We find support for this conclusion in numerous rulings by the Appellate Term, First Department, upon the review of cases which involved the jurisdiction of the Municipal Court of the City of New York under section 119, subdivision 1, of the Municipal Court Code — a statute which bears some analogy to section 42 of the Buffalo City Court Act but is less exacting in its requirements. (Carpenter v. Pirner, 107 N. Y. Supp. 875; Weinstein v. International Gas & El. F. Co., 130 id. 186; Klotz Fireproofing Co. v. Kenn-Well Contracting Co., 131 id. 624; Holste v. McArdle, 163 id. 1084; U. S. Realty & Imp. Co. v. Ewing, 174 id. 647; Cohen v. Rafsky, 187 id. 62.)

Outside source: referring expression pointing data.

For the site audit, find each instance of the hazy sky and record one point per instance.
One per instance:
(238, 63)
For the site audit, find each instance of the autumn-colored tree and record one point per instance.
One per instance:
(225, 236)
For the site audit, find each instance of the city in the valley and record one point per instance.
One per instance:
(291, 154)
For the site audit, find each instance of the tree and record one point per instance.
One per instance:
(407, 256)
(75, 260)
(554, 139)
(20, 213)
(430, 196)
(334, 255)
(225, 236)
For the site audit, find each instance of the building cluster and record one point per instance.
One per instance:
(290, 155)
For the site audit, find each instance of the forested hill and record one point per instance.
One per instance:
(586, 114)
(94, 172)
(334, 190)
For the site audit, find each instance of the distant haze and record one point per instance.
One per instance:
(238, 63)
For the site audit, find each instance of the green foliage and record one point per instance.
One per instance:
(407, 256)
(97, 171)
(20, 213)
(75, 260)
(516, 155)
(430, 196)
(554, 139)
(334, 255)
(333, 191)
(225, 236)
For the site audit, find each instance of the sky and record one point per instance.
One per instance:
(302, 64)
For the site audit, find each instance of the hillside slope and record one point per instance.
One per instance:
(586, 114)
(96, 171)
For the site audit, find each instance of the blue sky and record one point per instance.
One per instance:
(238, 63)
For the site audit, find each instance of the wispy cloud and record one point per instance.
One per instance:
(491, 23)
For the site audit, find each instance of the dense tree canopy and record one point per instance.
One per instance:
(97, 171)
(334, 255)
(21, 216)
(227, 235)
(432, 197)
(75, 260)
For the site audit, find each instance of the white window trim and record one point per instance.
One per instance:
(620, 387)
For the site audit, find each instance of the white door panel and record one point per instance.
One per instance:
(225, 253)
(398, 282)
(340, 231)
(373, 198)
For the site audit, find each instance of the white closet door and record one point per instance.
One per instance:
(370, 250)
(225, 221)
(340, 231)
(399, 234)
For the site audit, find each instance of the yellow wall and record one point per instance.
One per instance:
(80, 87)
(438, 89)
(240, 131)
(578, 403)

Having reached the conclusion that the judgment herein is void for lack of jurisdiction, we have not reviewed the case on the merits. The judgments from which appeals are taken should be reversed on the law and a new trial granted with costs to abide the event.

All concur. Present — Sears, P. J., Thompson, Crosby, Lewis and Cunningham, JJ.

Judgments reversed on the law and a new trial granted, with costs in all courts to the appellant to abide the event.